Sat, 15 Feb 2014

The Fun of Running a Public Web Service, and Session Storage

One of my websites, Sudokugarden, recently surged in traffic, from about 30k visitors per month to more than 100k visitors per month. Here's the tale of what that meant for the server side.

As a bit of background, I built the website in 2007, when I knew a lot less about the web and programming. It runs on a host that I share with a few friends; I don't have root access on that machine, though when the admin is available, I can generally ask him to install stuff for me.

Most parts of the websites are built as static HTML files, with Server Side Includes. Parts of those SSIs are Perl CGI scripts. The most popular part though, which allows you to solve Sudoku in the browser and keeps hiscores, is written as a collection of Perl scripts, backed by a mysql database.

When at peak times the site had more than 10k visitors a day, lots of visitors would get a nasty mysql: Cannot connect: Too many open connections error. The admin wasn't available for bumping the connection limit, so I looked for other solutions.

My first action was to check the logs for spammers and crawlers that might hammered the page, and I found and banned some; but the bulk of the traffic looked completely legitimate, and the problem persisted.

Looking at the seven year old code, I realized that most pages didn't actually need a database connection, if only I could remove the session storage from the database. And, in fact, I could. I used CGI::Session, which has pluggable backend. Switching to a file-based session backend was just a matter of changing the connection string and adding a directory for session storage. Luckily the code was clean enough that this only affected a single subroutine. Everything was fine.

For a while.

Then, about a month later, the host ran out of free disk space. Since it is used for other stuff too (like email, and web hosting for other users) it took me a while to make the connection to the file-based session storage. What happened was 3 million session files on a ext3 file system with a block size of 4 kilobyte. A session is only about 400 byte, but since a file uses up a multiple of the block size, the session storage amounted to 12 gigabyte of used-up disk space, which was all that was left on that machine.

Deleting those sessions turned out to be a problem; I could only log in as my own user, which doesn't have write access to the session files (which are owned by www-data, the Apache user). The solution was to upload a CGI script that deleted the session, but of course that wasn't possible at first, because the disk was full. In the end I had to delete several gigabyte of data from my home directory before I could upload anything again. (Processes running as root were still writing to reserved-to-root portions of the file system, which is why I had to delete so much data before I was able to write again).

Even when I was able to upload the deletion script, it took quite some time to actually delete the session files; mostly because the directory was too large, and deleting files on ext3 is slow. When the files were gone, the empty session directory still used up 200MB of disk space, because the directory index doesn't shrink on file deletion.

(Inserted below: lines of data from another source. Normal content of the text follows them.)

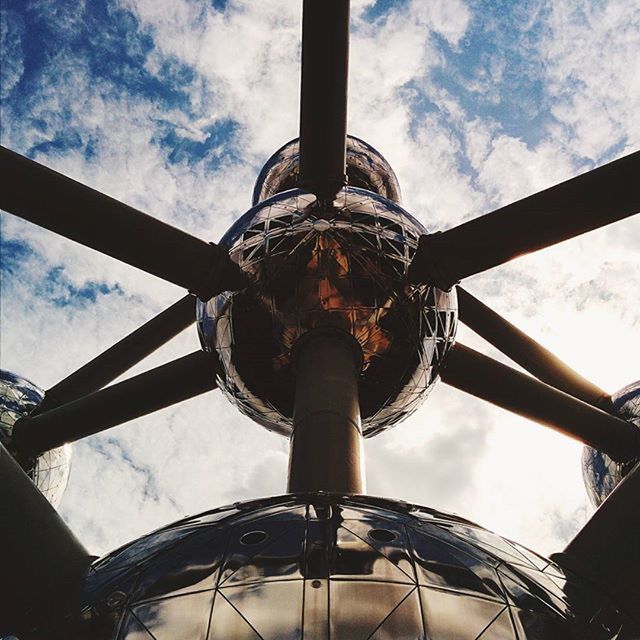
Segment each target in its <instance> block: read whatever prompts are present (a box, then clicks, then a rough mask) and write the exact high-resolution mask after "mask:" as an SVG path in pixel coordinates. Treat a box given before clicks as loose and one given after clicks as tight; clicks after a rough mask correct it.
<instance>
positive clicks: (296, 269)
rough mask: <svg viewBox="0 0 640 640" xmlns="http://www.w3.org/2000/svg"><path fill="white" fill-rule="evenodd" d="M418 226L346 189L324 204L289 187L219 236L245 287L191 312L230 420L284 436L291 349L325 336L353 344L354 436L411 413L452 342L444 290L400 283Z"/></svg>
mask: <svg viewBox="0 0 640 640" xmlns="http://www.w3.org/2000/svg"><path fill="white" fill-rule="evenodd" d="M423 233H426V230H425V229H424V227H423V226H422V225H421V224H420V223H419V222H418V221H417V220H415V219H414V218H413V217H412V216H411V215H409V214H408V213H407V212H406V211H404V210H403V209H402V208H401V207H400V206H398V205H396V204H394V203H393V202H391V201H389V200H386V199H385V198H382V197H380V196H377V195H375V194H373V193H371V192H368V191H364V190H362V189H357V188H353V187H349V188H347V189H344V190H342V191H341V192H340V193H339V194H338V196H337V197H336V199H335V201H334V202H333V203H332V204H331V205H321V204H319V203H318V202H317V200H316V198H315V196H313V195H311V194H308V193H305V192H303V191H300V190H291V191H288V192H285V193H282V194H278V195H276V196H274V197H272V198H270V199H268V200H265V201H264V202H261V203H260V204H259V205H257V206H256V207H254V208H253V209H251V210H250V211H249V212H247V213H246V214H245V215H244V216H242V218H240V220H238V221H237V223H236V224H234V225H233V227H231V229H230V230H229V231H228V232H227V234H226V235H225V236H224V238H223V239H222V243H223V244H225V245H227V246H228V247H229V253H230V255H231V258H232V259H233V260H234V261H235V262H237V263H238V264H239V265H240V267H241V269H242V271H243V272H244V273H246V274H247V276H248V277H249V280H250V281H251V283H252V284H251V285H250V286H248V287H247V288H246V289H244V290H242V291H238V292H235V293H230V292H225V293H222V294H221V295H219V296H217V297H216V298H214V299H212V300H210V301H209V302H207V303H199V305H198V321H199V331H200V336H201V339H202V342H203V346H204V348H206V349H208V350H214V349H215V350H216V351H217V353H218V356H219V360H220V369H219V375H218V385H219V387H220V388H221V389H222V391H223V392H224V393H225V394H226V395H227V397H229V398H230V399H231V400H232V401H233V402H234V403H236V404H237V406H238V408H239V409H240V411H242V412H243V413H245V414H246V415H248V416H250V417H251V418H253V419H254V420H255V421H256V422H258V423H260V424H262V425H264V426H266V427H267V428H269V429H273V430H274V431H277V432H280V433H283V434H290V432H291V426H292V415H293V394H294V389H295V379H294V370H293V362H292V349H293V347H294V345H295V344H296V342H297V340H298V339H299V338H300V337H301V336H302V335H303V334H304V333H305V332H307V331H309V330H310V329H314V328H318V327H335V328H338V329H342V330H344V331H347V332H349V333H350V334H351V335H353V336H354V337H355V338H356V340H357V341H358V342H359V343H360V346H361V347H362V351H363V356H364V366H363V370H362V373H361V376H360V382H359V396H360V408H361V415H362V426H363V432H364V434H365V435H372V434H374V433H376V432H379V431H381V430H383V429H385V428H387V427H389V426H391V425H393V424H395V423H397V422H398V421H400V420H402V419H403V418H405V417H406V416H408V415H409V414H410V413H412V412H413V411H414V410H415V409H416V408H417V407H418V406H419V405H420V404H421V403H422V401H423V400H424V398H425V395H426V391H427V390H428V389H429V387H430V386H431V384H432V383H433V382H434V380H435V378H436V376H437V373H438V367H439V365H440V363H441V362H442V358H443V357H444V355H445V354H446V352H447V350H448V349H449V347H450V345H451V344H452V342H453V339H454V335H455V330H456V323H457V300H456V294H455V292H454V291H452V292H451V293H445V292H443V291H440V290H439V289H435V288H433V287H428V286H418V287H416V286H413V285H409V284H408V283H407V277H406V276H407V269H408V267H409V264H410V263H411V260H412V258H413V255H414V253H415V251H416V247H417V243H418V237H419V236H420V235H421V234H423Z"/></svg>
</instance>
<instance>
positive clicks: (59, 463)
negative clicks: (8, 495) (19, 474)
mask: <svg viewBox="0 0 640 640" xmlns="http://www.w3.org/2000/svg"><path fill="white" fill-rule="evenodd" d="M43 397H44V391H43V390H42V389H39V388H38V387H36V386H35V385H34V384H33V383H31V382H29V381H28V380H25V379H24V378H21V377H20V376H17V375H16V374H14V373H11V372H9V371H4V370H2V369H0V442H2V444H4V446H5V447H7V449H9V451H11V435H12V432H13V425H14V424H15V422H16V420H18V418H20V417H21V416H23V415H25V414H27V413H29V412H30V411H32V410H33V409H34V408H35V407H37V406H38V405H39V404H40V402H42V398H43ZM18 462H19V463H20V466H21V467H22V468H23V469H24V470H25V472H26V473H27V475H28V476H29V477H30V478H31V479H32V480H33V482H34V483H35V485H36V486H37V487H38V489H40V491H42V493H43V494H44V495H45V497H46V498H47V499H48V500H49V502H51V504H52V505H53V506H54V507H57V506H58V505H59V504H60V501H61V500H62V495H63V494H64V490H65V489H66V487H67V482H68V480H69V470H70V467H71V446H70V445H64V446H63V447H58V448H57V449H51V450H50V451H45V453H43V454H41V455H39V456H37V457H33V458H28V459H18Z"/></svg>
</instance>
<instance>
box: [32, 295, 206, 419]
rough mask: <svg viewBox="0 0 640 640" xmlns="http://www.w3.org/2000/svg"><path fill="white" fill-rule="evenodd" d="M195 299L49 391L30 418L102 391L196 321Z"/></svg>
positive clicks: (189, 299)
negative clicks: (96, 392)
mask: <svg viewBox="0 0 640 640" xmlns="http://www.w3.org/2000/svg"><path fill="white" fill-rule="evenodd" d="M195 302H196V299H195V296H192V295H186V296H184V298H181V299H180V300H178V302H176V303H174V304H172V305H171V306H170V307H168V308H167V309H165V310H164V311H163V312H162V313H160V314H158V315H157V316H155V318H152V319H151V320H149V322H146V323H145V324H143V325H142V326H141V327H139V328H138V329H136V330H135V331H133V332H132V333H130V334H129V335H128V336H126V337H124V338H123V339H122V340H120V341H119V342H117V343H116V344H114V345H113V346H112V347H110V348H109V349H107V350H106V351H104V352H102V353H101V354H100V355H99V356H97V357H95V358H94V359H93V360H91V361H90V362H88V363H87V364H85V365H84V366H82V367H80V368H79V369H78V370H77V371H74V372H73V373H72V374H70V375H68V376H67V377H66V378H65V379H64V380H61V381H60V382H58V384H56V385H54V386H53V387H51V389H47V391H46V392H45V395H44V400H43V401H42V402H41V403H40V405H39V406H38V407H37V408H36V410H35V411H33V412H32V413H31V414H30V415H31V416H34V415H37V414H39V413H43V412H45V411H48V410H49V409H53V408H55V407H59V406H61V405H63V404H67V403H68V402H71V401H73V400H77V399H78V398H81V397H82V396H85V395H87V394H89V393H92V392H93V391H97V390H98V389H101V388H102V387H104V386H105V385H107V384H109V383H110V382H112V381H113V380H115V379H116V378H117V377H118V376H120V375H122V374H123V373H124V372H125V371H128V370H129V369H130V368H131V367H133V366H134V365H136V364H137V363H138V362H140V361H141V360H142V359H143V358H146V357H147V356H148V355H149V354H150V353H153V352H154V351H155V350H156V349H158V348H160V347H161V346H162V345H163V344H165V343H166V342H168V341H169V340H170V339H171V338H173V337H174V336H176V335H177V334H178V333H180V331H182V330H183V329H186V328H187V327H188V326H189V325H190V324H192V323H193V322H194V321H195V318H196V310H195Z"/></svg>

Clearly a better solution to session storage was needed. But first I investigated where all those sessions came from, and banned a few spamming IPs. I also changed the code to only create sessions when somebody logs in, not give every visitor a session from the start.

My next attempt was to write the sessions to an SQLite database. It uses about 400 bytes per session (plus a fixed overhead for the db file itself), so it uses only a tenth of storage space that the file-based storage used. The SQLite database has no connection limit, though the old-ish version that was installed on the server doesn't seem to have very fine-grained locking either; within a few days I could errors that the session database was locked.

So I added another layer of workaround: creating a separate session database per leading IP octet. So now there are up to 255 separate session database (plus a 256th for all IPv6 addresses; a decision that will have to be revised when IPv6 usage rises). After a few days of operation, it seems that this setup works well enough. But suspicious as I am, I'll continue monitoring both disk usage and errors from Apache.

So, what happens if this solution fails to work out? I can see basically two approaches: move the site to a server that's fully under my control, and use redis or memcached for session storage; or implement sessions with signed cookies that are stored purely on the client side.